An R Introduction to Statistics

Kurtosis

The kurtosis of a univariate population is defined by the following formula, where μ2 and μ4 are respectively the second and fourth central moments.

γ2 = μ4∕μ22 - 3

Intuitively, the kurtosis describes the tail shape of the data distribution. The normal distribution has zero kurtosis and thus the standard tail shape. It is said to be mesokurtic. Negative kurtosis would indicate a thin-tailed data distribution, and is said to be platykurtic. Positive kurtosis would indicate a fat-tailed distribution, and is said to be leptokurtic.

Problem

Find the kurtosis of eruption duration in the data set faithful.

Solution

We apply the function kurtosis from the e1071 package to compute the kurtosis of eruptions. As the package is not in the core R library, it has to be installed and loaded into the R workspace.

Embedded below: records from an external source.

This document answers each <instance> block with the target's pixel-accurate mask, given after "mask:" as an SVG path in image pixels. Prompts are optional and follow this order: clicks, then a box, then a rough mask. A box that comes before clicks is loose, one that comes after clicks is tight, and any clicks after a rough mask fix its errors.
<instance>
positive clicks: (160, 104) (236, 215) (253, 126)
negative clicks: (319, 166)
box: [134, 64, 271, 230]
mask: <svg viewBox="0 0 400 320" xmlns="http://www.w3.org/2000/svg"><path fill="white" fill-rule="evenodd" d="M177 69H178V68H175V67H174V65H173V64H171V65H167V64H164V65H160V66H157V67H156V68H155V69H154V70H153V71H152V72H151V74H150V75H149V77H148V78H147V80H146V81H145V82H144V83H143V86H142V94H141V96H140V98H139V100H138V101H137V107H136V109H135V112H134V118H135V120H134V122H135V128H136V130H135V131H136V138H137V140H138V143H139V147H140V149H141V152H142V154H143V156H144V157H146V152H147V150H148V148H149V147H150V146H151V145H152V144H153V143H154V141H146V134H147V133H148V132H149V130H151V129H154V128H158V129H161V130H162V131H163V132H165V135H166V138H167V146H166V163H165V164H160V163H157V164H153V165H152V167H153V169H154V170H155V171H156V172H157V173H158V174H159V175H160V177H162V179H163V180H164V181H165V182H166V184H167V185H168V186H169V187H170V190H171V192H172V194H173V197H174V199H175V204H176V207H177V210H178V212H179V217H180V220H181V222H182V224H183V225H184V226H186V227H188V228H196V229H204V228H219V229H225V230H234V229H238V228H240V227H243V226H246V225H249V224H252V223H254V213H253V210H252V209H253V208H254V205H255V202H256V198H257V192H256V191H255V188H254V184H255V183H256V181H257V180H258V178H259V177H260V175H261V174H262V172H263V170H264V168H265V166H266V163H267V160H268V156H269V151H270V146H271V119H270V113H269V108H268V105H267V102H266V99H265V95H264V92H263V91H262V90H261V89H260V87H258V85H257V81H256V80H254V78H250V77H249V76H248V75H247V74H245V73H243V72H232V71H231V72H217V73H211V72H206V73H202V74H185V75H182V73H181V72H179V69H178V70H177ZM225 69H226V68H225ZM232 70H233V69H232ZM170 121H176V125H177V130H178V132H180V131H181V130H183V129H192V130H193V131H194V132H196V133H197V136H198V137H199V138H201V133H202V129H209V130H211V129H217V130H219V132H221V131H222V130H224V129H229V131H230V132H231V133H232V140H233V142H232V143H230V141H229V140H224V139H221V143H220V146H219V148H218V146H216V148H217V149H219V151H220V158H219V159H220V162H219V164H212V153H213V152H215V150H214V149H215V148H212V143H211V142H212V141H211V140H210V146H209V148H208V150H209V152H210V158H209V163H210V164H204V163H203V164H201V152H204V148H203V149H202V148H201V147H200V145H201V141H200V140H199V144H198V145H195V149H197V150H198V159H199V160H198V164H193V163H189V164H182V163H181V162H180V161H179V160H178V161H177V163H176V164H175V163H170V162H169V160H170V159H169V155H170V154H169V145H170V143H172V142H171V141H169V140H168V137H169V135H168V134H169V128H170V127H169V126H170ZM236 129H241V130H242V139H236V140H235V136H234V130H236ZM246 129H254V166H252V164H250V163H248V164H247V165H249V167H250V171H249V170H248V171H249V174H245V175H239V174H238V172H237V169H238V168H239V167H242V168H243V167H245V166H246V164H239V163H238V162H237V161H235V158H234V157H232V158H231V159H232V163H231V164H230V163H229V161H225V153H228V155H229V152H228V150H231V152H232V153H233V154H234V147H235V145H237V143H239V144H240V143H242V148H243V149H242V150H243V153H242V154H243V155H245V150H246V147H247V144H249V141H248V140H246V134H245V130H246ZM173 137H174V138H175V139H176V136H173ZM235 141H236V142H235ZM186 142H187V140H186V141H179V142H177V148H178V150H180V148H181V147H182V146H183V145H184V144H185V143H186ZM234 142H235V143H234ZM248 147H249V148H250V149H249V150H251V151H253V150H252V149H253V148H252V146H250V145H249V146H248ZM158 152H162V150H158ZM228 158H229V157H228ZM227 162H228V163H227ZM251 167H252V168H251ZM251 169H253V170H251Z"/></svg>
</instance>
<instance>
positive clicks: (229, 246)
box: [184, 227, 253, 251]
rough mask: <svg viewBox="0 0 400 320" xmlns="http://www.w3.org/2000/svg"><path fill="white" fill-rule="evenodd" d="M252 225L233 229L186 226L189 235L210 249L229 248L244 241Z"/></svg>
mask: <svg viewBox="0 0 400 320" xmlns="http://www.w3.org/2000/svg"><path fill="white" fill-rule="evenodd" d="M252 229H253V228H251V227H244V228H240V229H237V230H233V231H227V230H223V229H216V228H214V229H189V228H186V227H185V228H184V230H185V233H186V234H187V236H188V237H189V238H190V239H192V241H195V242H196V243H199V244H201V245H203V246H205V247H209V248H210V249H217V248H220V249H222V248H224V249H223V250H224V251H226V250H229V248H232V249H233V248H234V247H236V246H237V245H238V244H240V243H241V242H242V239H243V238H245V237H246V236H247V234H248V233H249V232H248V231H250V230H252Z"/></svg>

> library(e1071)                    # load e1071 
> duration = faithful$eruptions     # eruption durations 
> kurtosis(duration)                # apply the kurtosis function 
[1] -1.5116

Answer

The kurtosis of eruption duration is -1.5116, which indicates that eruption duration distribution is platykurtic. This is consistent with the fact that its histogram is not bell-shaped.

Exercise

Find the kurtosis of eruption waiting period in faithful.

Note

The default algorithm of the function kurtosis in e1071 is based on the formula g2 = m4∕s4 - 3, where m4 and s are the fourth central moment and sample standard deviation respectively. See the R documentation for selecting other types of kurtosis algorithm.

> library(e1071)                    # load e1071 
> help(kurtosis)